NEW YORK (Reuters) - Sentinel Management Group Inc., a U.S. futures commission merchant whose decision to freeze client accounts on Tuesday helped roil global financial markets, filed for Chapter 11 bankruptcy protection late on Friday.
The cash management company, which managed about $1.6 billion of assets, said its board decided it was in “the best interests of the corporation, its creditors and other interested parties that a voluntary petition be filed ... in an effort to restructure the indebtedness of the corporation,” according to a filing in the bankruptcy court for the Northern District of Illinois.

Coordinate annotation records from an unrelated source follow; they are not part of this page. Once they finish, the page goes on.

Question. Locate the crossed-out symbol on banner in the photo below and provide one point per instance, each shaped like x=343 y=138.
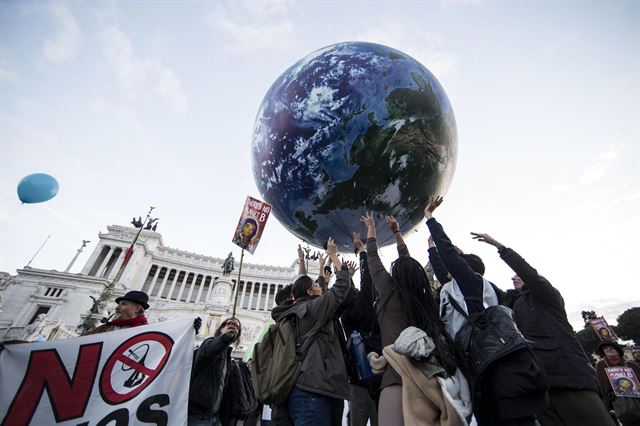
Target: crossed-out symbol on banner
x=132 y=355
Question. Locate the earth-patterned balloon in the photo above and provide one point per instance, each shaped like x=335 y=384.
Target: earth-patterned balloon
x=353 y=128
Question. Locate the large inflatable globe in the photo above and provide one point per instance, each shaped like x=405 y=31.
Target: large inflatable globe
x=353 y=128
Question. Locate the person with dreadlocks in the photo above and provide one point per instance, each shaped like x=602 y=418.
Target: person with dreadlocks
x=405 y=300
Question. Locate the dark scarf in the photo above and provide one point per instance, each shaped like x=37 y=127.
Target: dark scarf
x=133 y=322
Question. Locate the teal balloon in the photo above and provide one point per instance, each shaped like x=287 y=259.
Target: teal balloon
x=37 y=188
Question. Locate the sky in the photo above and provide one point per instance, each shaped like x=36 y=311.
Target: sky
x=140 y=103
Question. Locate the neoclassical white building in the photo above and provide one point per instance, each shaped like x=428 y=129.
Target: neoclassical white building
x=48 y=304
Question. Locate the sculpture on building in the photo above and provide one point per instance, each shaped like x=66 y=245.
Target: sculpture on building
x=151 y=225
x=228 y=265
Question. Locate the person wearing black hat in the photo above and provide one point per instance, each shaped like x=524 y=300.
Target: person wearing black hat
x=129 y=313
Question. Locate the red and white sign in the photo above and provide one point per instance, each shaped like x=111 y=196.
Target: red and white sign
x=131 y=376
x=251 y=224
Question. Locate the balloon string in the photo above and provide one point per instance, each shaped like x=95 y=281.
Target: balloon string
x=9 y=214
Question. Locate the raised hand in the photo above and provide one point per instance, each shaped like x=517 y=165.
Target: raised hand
x=370 y=224
x=486 y=238
x=392 y=223
x=357 y=242
x=332 y=251
x=352 y=267
x=197 y=323
x=322 y=260
x=434 y=202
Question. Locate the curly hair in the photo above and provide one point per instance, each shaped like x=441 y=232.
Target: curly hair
x=415 y=294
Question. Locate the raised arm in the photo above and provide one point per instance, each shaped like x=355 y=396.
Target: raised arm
x=328 y=304
x=393 y=225
x=379 y=274
x=439 y=268
x=302 y=267
x=322 y=281
x=538 y=286
x=458 y=267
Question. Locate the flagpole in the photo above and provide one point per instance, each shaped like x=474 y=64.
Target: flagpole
x=107 y=292
x=129 y=251
x=235 y=301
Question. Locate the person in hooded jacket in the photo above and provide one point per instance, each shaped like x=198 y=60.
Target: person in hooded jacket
x=539 y=313
x=129 y=313
x=612 y=354
x=509 y=387
x=405 y=300
x=209 y=374
x=323 y=375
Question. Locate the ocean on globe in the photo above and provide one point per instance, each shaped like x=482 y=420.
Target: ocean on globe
x=353 y=128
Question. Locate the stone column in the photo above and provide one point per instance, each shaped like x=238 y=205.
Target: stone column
x=192 y=286
x=267 y=299
x=244 y=291
x=213 y=281
x=182 y=285
x=253 y=285
x=104 y=262
x=202 y=283
x=164 y=282
x=153 y=281
x=173 y=284
x=259 y=296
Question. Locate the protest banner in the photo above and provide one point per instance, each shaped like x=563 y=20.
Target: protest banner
x=603 y=330
x=251 y=224
x=623 y=381
x=138 y=375
x=248 y=232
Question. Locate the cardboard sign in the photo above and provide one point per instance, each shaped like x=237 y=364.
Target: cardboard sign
x=603 y=330
x=623 y=381
x=251 y=224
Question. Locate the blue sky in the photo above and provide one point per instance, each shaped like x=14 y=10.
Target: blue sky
x=131 y=104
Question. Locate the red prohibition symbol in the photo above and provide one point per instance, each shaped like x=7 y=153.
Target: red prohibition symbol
x=132 y=354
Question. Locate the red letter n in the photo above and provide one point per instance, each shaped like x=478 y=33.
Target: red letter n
x=68 y=397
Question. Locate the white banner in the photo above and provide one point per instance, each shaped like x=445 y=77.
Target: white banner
x=134 y=376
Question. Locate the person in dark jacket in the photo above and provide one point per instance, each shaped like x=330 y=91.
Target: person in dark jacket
x=209 y=374
x=612 y=354
x=405 y=300
x=539 y=312
x=323 y=376
x=129 y=313
x=512 y=389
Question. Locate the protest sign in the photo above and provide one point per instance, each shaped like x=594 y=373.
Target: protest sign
x=251 y=224
x=137 y=375
x=603 y=330
x=623 y=381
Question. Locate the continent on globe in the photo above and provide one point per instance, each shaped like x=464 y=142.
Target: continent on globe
x=352 y=128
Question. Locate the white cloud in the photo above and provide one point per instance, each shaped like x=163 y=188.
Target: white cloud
x=251 y=27
x=63 y=46
x=560 y=188
x=597 y=170
x=426 y=48
x=143 y=77
x=444 y=4
x=7 y=74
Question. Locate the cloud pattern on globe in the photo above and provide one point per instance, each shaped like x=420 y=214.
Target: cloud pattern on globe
x=351 y=128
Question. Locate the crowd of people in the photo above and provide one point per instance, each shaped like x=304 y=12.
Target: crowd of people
x=401 y=351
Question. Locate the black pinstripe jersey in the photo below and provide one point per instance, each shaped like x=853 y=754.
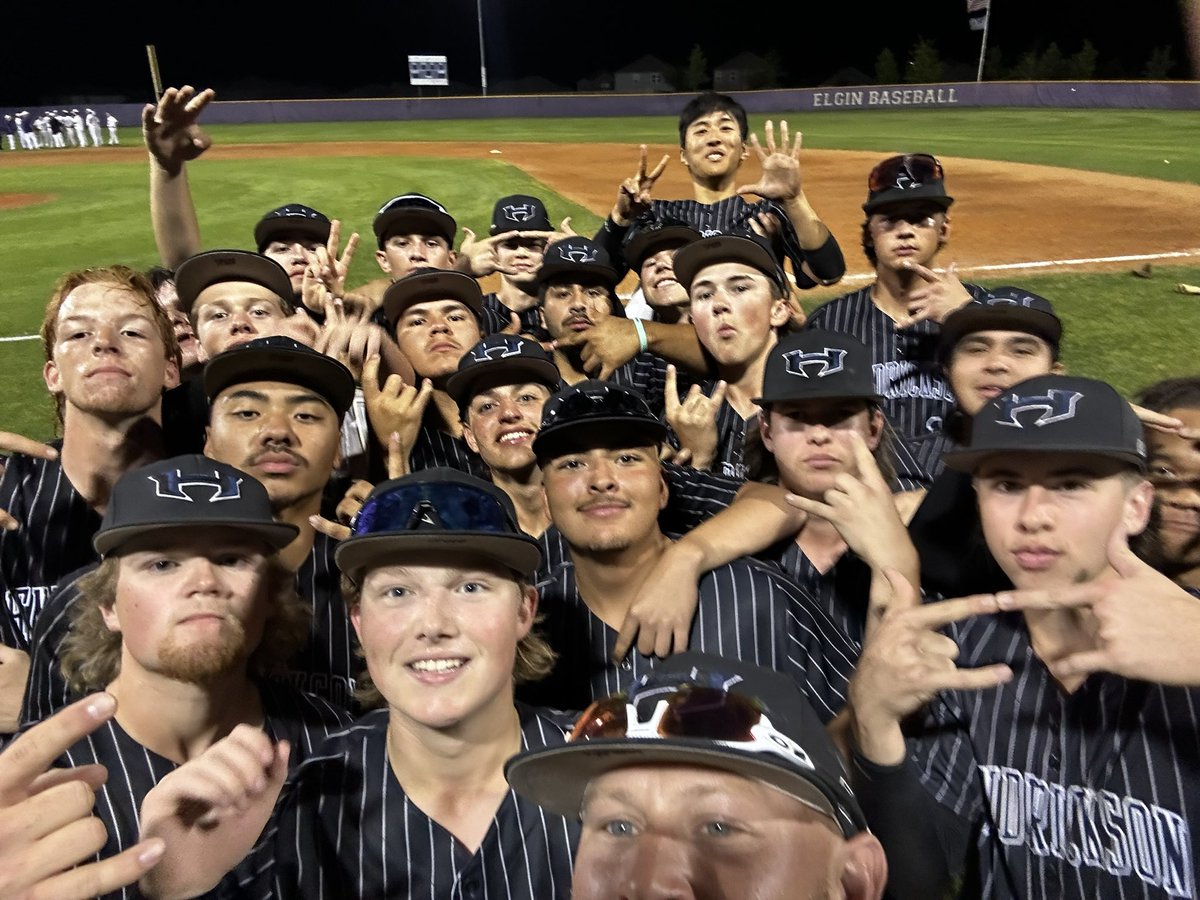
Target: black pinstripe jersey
x=907 y=375
x=328 y=665
x=733 y=215
x=343 y=827
x=747 y=611
x=844 y=592
x=54 y=539
x=301 y=719
x=435 y=448
x=693 y=497
x=1087 y=795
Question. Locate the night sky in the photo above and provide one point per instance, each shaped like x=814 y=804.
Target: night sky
x=55 y=51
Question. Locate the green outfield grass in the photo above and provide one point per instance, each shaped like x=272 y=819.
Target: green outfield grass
x=1128 y=330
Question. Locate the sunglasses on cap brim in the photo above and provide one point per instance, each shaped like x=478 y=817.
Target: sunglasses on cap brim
x=905 y=172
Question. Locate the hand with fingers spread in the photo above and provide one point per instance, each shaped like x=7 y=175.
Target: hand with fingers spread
x=46 y=822
x=905 y=663
x=780 y=163
x=694 y=419
x=605 y=347
x=935 y=297
x=395 y=411
x=634 y=195
x=1143 y=625
x=169 y=129
x=19 y=444
x=478 y=258
x=211 y=810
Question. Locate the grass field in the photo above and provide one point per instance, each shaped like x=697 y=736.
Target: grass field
x=1128 y=330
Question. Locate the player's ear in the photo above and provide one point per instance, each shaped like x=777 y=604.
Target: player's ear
x=51 y=376
x=468 y=435
x=1139 y=501
x=864 y=868
x=382 y=258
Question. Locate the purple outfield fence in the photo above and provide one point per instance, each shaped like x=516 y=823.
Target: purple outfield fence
x=1086 y=95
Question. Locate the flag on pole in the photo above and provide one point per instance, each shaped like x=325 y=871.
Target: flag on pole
x=977 y=11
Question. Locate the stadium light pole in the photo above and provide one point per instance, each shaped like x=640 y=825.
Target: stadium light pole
x=483 y=58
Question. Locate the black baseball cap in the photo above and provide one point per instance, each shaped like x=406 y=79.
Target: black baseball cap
x=906 y=178
x=214 y=267
x=425 y=283
x=657 y=235
x=520 y=213
x=1054 y=414
x=577 y=256
x=815 y=365
x=281 y=359
x=187 y=492
x=1006 y=309
x=751 y=250
x=511 y=357
x=437 y=509
x=414 y=214
x=709 y=699
x=593 y=408
x=292 y=219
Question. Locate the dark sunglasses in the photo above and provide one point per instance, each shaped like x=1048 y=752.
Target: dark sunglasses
x=437 y=505
x=688 y=709
x=905 y=172
x=603 y=403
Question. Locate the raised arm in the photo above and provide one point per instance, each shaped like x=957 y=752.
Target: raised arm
x=173 y=139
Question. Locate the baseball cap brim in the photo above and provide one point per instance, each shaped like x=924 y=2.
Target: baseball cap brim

Sentinel told clients in an August 13 letter: “we are concerned that we cannot meet any significant redemption requests without selling securities at deep discounts to their fair value and therefore causing unnecessary losses to our clients.”
The Northbrook, Illinois-based firm said then that “we don’t believe it is in anyone’s best interest if a run on Sentinel took place and we were in a forced liquidation mode.”
The bankruptcy filing said Sentinel estimated assets and liabilities both exceeded $100 million, but it wasn’t more specific. It said it estimated it had at least 200 creditors.
It said it signed a letter on August 15 engaging the law firm of Goldberg Kohn Bell Black Rosenbloom and Moritz Ltd. to help with the bankruptcy petition.